- Born: February 6, 1929 East Orange, New Jersey
- Died: December 10, 2016 (aged 87) Washington, D.C.
- Occupation: Journalist
- Known for: War and Peace in the Nuclear Age (book – related to PBS television series)

= John Newhouse =

American journalist and author

Wilfred John Newhouse (February 6, 1929 – December 10, 2016) was an American journalist and author. He was best known as the author of the book War and Peace in the Nuclear Age, published in 1989 as companion to a PBS television series.

==Early life==
Newhouse graduated from Duke University in 1950, after which he served two years in the United States Air Force. After his discharge, Newhouse took a job as a copy boy for the United Press wire service in New York. He lived in Paris in the 50s and 60s.

==Career==
Newhouse was an American journalist, an author of nine books and a civil servant whose work spanned over fifty years. He worked for Collier's magazine, a popular weekly in the 1950s; authored numerous books on diplomacy, history, and later the airline industry. As Collier’s ceased publication in 1957, Newhouse worked in broadcast journalism with ABC News and was sent in 1958 to Beirut to cover the military operation of the U.S. Marines. He is considered the preeminent historian on SALT I, the strategic arms limitation talks that took place between 1969 and 1972 and resulted in the Anti-Ballistic Missile Treaty, for his book Cold Dawn.

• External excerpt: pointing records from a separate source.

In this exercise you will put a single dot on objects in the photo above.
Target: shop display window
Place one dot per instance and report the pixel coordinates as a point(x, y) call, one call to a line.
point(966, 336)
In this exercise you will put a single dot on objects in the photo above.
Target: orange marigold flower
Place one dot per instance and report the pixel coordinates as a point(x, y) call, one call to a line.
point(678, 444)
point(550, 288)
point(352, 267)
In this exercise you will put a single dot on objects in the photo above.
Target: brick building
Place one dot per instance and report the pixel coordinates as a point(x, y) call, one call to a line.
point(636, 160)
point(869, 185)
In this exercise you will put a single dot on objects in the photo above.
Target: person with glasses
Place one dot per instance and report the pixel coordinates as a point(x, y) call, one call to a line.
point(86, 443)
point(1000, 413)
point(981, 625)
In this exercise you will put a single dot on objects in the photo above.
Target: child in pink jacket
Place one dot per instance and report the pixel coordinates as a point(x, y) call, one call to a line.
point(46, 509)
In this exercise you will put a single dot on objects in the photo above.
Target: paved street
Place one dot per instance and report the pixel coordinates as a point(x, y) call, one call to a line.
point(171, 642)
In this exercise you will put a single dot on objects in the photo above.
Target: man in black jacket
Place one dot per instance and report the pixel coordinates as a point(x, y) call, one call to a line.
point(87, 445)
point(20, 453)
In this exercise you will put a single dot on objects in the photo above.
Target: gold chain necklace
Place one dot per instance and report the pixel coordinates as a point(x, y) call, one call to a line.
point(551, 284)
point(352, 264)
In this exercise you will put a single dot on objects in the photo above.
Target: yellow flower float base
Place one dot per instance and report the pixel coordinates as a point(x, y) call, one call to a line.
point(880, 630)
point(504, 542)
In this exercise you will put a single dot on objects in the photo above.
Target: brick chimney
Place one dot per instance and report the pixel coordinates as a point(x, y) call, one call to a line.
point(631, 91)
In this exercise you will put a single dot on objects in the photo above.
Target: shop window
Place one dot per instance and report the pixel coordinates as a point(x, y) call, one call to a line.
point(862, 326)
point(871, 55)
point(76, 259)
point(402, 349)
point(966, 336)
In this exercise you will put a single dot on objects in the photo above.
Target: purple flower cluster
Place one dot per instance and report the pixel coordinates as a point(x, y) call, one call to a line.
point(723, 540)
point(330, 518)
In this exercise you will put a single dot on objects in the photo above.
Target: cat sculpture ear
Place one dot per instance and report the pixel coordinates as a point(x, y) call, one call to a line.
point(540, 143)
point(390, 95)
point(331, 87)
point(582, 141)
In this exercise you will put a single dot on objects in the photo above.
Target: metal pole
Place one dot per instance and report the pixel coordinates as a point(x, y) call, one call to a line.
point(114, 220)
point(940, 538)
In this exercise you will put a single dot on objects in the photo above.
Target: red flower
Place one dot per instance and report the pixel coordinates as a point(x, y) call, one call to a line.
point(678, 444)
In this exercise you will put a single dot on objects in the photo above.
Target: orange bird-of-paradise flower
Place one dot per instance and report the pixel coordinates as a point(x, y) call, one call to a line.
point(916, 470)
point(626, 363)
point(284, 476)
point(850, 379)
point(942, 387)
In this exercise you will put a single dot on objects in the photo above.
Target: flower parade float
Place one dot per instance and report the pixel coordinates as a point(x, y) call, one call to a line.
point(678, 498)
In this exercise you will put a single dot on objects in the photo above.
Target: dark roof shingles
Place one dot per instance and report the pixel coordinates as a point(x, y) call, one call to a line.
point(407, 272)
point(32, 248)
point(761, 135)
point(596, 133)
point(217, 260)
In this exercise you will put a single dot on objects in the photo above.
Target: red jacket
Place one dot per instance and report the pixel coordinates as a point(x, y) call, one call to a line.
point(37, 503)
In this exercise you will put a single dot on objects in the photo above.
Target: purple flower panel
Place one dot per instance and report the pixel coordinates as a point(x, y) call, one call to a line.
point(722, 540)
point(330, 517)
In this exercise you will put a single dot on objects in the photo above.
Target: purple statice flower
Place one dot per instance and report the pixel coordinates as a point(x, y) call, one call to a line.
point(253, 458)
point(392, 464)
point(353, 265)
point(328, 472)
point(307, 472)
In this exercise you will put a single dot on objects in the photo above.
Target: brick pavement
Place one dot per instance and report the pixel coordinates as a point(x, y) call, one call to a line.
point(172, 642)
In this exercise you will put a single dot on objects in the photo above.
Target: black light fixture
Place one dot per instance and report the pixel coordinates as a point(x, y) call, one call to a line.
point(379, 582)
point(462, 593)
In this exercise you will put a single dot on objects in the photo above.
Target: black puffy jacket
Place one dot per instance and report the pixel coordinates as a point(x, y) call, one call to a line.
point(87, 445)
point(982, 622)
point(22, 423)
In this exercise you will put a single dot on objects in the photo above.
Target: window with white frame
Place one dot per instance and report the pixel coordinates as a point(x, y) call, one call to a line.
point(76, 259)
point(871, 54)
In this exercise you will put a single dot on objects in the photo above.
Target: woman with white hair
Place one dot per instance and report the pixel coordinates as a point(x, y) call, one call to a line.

In 1980, Newhouse joined the staff of the New Yorker where he wrote about diplomacy, arms control, and current affairs as well as profiles of prominent figures including Hussein, King of Jordan, and former U.S. Senator Alan K. Simpson. During his career in journalism, Newhouse also wrote about the influence of foreign lobbies on us politics for Foreign Affairs magazine. He also had a second career as a government official with the United States Senate Committee on Foreign Relations, the Arms Control and Disarmament Agency and the United States State Department. At this department, he was a negotiator of the Strategic Arms Limitation Talks (SALT) II. After five years on the committee, the Ford Foundation offered Newhouse a grant to live, study and write in Paris about European issues.

==Publications==

===Books===

- US Troops in Europe: Issues, Costs and Choices. (1972).
- Cold Dawn – The Story of Salt. (1973). John Newhouse.
- The Nuclear Age: From Hiroshima to Star Wars. (1989).
- Imperial America: The Bush Assault on World Order. (September 14, 2004).
- De Gaulle and the Anglo-Saxons. (De Gaulle and the Anglo-Saxons). (April 29, 1970)
- Europe Adrift. (1997).
- War And Peace In The Nuclear Age. (1989).
- The Sporty Game: The High-Risk Competitive Business of Making and Selling Commercial Airliners. (1982).
- Boeing versus Airbus: The Inside Story of the Greatest International Competition in Business. (2008).